G.M.P. Group e Antera guardano al futuro con grande entusiasmo e determinazione. Questa acquisizione rappresenta un’opportunità unica per entrambi i marchi e per lanciare nuovamente una sfida industriale all’insegna del “Made in Italy” in ambito internazionale.

Nella foto: Marco Mancin presidente di G.M.P. Group

OttOmobile propone alcuni dei suoi 1:12 in kit

OttOmobile ha deciso di mettere in vendita alcune delle sue referenze 1:12 sotto forma di kit. I modelli – che non sono in edizione numerata come invece accade per i montati – sono forniti senza istruzioni. L’idea è piaciuta molto, tanto che una ventina di minuti dopo l’uscita del comunicato, la Peugeot 205 GTI 1.6 phase-1 e la Renault Clio V6 phase-2 risultavano già esaurite e sicuramente le altre non tarderanno ad andare fuori stock.

I quantitativi di ogni kit sono limitati, compresi fra i 20 e i 100 esemplari. Ecco il link per acquistare direttamente i kit sul sito di OttOmobile: https://otto-models.com/fr/63-kits?utm_source=brevo&utm_campaign=Vente%20boutique%20OttO%20-%20Kits%20112%20FR&utm_medium=email

Una “convention” OttOmobile a Lione?

OttOmobile sta valutando la possibilità di organizzare a Lione una sorta di convention durante la quale discutere, insieme ai collezionisti, di diversi temi, dalla scelta dei modelli alla progettazione, dalla richiesta delle licenze alla scansione di un’auto, fino alla storia del marchio e ai programmi futuri.

Le date prescelte sarebbero il 9 e il 10 novembre 2023. Prima di dare semaforo verde all’iniziativa (che comprenderà verosimilmente anche una cena, un concorso e una vendita speciale), i dirigenti hanno inviato una newsletter con un link che apre un breve sondaggio: https://youengage.me/p/6448f8c4955a190100044066?utm_source=brevo&utm_campaign=Convention%20OttOmobile%20FR&utm_medium=email

Se le risposte saranno positive e costruttive, la pianificazione dell’evento potrà proseguire.
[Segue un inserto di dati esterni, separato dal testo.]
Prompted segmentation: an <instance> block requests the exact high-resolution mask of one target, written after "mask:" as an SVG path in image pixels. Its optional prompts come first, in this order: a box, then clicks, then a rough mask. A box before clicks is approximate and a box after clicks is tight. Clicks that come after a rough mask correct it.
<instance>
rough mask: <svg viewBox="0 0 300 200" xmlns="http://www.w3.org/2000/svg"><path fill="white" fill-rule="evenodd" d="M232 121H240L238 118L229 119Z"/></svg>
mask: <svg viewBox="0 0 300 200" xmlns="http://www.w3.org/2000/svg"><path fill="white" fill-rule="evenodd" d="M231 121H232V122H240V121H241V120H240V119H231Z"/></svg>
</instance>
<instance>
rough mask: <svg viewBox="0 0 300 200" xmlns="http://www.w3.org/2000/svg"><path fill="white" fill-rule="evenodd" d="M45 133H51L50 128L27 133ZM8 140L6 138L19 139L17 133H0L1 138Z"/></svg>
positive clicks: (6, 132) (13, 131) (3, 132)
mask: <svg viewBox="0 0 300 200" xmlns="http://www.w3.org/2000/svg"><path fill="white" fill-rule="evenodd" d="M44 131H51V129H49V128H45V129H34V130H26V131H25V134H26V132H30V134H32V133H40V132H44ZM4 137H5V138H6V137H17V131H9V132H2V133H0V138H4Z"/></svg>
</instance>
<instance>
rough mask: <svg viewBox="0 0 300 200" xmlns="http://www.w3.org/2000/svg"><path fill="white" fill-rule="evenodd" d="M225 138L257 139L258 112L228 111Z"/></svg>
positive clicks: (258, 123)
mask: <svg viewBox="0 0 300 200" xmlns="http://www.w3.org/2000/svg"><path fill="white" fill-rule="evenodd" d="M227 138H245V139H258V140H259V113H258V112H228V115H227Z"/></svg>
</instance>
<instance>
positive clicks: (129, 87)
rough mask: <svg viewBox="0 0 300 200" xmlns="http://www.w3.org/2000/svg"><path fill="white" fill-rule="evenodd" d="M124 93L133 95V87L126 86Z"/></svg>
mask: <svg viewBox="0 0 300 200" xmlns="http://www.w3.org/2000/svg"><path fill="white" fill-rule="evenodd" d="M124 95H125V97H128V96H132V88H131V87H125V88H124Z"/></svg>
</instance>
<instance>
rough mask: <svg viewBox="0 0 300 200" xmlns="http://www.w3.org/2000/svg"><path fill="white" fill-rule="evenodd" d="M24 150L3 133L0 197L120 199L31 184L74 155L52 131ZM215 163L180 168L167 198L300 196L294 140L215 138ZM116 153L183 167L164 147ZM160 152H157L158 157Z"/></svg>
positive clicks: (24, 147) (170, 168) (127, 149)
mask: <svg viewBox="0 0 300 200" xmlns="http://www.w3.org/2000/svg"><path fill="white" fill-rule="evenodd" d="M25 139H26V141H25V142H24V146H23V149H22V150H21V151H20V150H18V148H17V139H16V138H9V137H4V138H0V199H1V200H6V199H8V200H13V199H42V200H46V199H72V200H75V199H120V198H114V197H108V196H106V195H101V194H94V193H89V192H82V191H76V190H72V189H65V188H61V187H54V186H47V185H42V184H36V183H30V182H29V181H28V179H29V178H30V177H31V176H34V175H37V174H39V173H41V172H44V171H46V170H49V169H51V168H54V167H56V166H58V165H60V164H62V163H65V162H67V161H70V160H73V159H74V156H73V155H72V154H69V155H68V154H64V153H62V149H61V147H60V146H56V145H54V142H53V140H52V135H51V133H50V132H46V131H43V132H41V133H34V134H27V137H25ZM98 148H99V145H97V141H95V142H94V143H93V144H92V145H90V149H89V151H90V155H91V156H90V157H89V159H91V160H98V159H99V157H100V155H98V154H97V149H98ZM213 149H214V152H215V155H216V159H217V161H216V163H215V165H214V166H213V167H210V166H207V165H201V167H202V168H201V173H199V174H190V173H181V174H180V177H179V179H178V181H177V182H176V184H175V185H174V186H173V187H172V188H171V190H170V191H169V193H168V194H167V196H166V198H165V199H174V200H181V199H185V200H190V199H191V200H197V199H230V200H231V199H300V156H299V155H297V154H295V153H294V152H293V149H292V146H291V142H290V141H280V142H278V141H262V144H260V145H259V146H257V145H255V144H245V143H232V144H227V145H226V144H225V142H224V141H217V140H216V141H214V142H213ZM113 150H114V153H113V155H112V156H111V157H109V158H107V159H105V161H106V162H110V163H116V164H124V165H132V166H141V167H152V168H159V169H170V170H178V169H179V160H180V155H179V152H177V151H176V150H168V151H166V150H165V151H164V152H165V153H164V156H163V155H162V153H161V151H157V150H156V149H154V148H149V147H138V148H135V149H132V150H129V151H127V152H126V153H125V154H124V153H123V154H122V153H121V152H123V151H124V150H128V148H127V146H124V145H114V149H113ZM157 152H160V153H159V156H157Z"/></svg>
L’esposizione del centenario della 24 Ore di Le Mans

Il 1° giugno la grande esposizione del centenario della 24 Ore di Le Mans, presso il museo del circuito, aprirà le porte al pubblico. Una inaugurazione ufficiale, in presenza di Pierre Fillon, Patrick Peter e Sébastien Bourdais è programmata per il 31 maggio alle ore 16.

L’esposizione raggrupperà oltre 80 vetture autentiche, di cui più di 60 vincitrici e alcune macchine importanti dal punto di vista tecnico e sportivo. L’esposizione sarà visibile fino al 2 luglio.

Qui di seguito, in pdf, avete a disposizione la lista completa delle auto in esposizione e il ricco dossier preparato dall’ACO per la stampa.  

Scarperia Auto & Moto in città

Si svolgerà a Scarperia, a due passi dall’Autodromo del Mugello, il prossimo 4 giugno la rassegna motoristica “Auto & Moto in città”. Il programma completo e la scheda d’iscrizione per chi desideri partecipare in prima persona sono disponibili nel pdf qui sotto.

Nell’immagine di apertura, uno scorcio di Via Roma a Scarperia in occasione della Giornata Rinascimentale il 1° settembre 2019.